Ein kranker Vergleich

Sachsen Nach homophoben Äußerungen über Guido Westerwelle rudert ein sächsischer CDU-Politiker zurück. Schwulen- und Lesbenverbände halten das für wenig überzeugend

Mehr als eine Woche hat es gedauert, dann reagierte Dieter Blechschmidt doch noch auf die öffentliche Empörung. Ende April hatte der Plauener CDU-Stadtrat mit verwegenen Äußerungen über Homosexualität als Krankheit – auch bezogen auf Außenminister Guido Westerwelle – für Aufsehen gesorgt und seine Partei in Sachsen in Erklärungsnot gebracht. Nun entschuldigte sich Blechschmidt kleinlaut bei denjenigen, die er mit seinen Äußerungen „persönlich angegriffen, beleidigt und verletzt habe“ und kündigte an, sein Amt als Fraktionssprecher der CDU-Stadtratsfraktion ruhen zu lassen.
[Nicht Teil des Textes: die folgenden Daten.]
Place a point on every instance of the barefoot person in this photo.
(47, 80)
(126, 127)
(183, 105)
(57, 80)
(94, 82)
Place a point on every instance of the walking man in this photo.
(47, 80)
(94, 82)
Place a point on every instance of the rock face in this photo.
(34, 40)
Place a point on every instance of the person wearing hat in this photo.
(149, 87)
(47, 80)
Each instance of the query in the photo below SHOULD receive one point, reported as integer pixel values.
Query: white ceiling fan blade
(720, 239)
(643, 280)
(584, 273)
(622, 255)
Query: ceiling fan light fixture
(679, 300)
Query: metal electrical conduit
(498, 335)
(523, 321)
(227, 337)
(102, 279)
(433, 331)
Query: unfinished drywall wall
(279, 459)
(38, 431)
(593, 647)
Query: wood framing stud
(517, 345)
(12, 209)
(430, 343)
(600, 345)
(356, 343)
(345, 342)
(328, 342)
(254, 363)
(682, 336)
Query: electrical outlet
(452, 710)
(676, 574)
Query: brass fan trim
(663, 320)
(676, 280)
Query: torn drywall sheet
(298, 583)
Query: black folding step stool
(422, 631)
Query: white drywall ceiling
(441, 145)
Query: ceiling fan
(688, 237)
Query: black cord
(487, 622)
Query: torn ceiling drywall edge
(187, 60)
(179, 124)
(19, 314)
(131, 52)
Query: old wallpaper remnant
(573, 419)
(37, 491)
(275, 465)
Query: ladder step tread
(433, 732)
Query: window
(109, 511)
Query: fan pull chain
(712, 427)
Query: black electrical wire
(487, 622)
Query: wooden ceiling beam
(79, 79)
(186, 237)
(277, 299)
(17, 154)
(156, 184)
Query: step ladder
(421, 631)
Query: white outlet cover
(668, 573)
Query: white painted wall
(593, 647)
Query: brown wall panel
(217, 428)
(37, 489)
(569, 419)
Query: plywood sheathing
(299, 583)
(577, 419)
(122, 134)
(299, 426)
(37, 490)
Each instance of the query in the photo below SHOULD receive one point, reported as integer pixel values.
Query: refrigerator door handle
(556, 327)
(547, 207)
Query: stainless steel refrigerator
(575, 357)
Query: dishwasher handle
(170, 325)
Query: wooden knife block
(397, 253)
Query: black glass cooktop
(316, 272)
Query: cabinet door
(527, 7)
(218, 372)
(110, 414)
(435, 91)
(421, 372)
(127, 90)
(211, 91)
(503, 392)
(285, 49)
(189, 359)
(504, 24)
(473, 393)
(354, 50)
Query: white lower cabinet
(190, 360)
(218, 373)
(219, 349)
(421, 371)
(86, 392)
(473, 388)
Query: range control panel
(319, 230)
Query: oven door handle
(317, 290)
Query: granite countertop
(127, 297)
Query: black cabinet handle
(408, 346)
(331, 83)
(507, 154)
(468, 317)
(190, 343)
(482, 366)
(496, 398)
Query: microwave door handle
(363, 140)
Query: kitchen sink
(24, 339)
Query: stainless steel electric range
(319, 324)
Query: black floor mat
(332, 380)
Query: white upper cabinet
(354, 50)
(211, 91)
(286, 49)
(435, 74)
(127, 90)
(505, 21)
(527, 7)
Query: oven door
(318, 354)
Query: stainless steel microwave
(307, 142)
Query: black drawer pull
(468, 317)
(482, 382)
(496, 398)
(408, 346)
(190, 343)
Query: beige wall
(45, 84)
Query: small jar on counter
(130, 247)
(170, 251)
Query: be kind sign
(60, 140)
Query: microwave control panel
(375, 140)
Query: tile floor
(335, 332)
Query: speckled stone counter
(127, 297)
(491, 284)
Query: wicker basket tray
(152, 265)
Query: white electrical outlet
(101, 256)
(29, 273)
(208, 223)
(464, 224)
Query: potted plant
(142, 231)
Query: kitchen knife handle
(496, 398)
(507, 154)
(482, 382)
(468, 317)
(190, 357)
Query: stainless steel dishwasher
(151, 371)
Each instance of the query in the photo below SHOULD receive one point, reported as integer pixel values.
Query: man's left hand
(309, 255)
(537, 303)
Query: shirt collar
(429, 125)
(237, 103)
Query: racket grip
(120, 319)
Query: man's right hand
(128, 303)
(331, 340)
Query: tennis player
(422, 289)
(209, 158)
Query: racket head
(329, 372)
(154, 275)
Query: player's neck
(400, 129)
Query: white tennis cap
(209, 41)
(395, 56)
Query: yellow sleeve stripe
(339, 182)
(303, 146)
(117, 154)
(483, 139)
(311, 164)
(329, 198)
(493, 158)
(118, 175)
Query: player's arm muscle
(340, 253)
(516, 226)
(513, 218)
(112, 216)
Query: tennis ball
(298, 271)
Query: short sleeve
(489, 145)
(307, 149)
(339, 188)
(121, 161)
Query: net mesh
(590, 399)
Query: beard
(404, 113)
Der sächsische Lesben- und Schwulenverband hält die Entschuldigung allerdings für „halbherzig“, und auch die Initiative Zwei gleich Zwei glaubt, dass die Affäre damit für die Union noch nicht ausgestanden ist.

Angefangen hatte alles mit einem Leserbrief Blechschmidts an die Freie Presse, in dem er sich gegen die Besetzung von Pfarrerstellen durch Homosexuelle ausgesprochen hatte. In einem Facebook-Eintrag führte er aus: "Natürlich können Schwule und Lesben zunächst mal nichts für ihre Krankheit, und niemand darf sie dafür verurteilen, doch eine Krankheit sollte nicht zur gesellschaftlichen Normalität erhoben werden, sondern den Betroffenen sollte Hilfe angeboten werden."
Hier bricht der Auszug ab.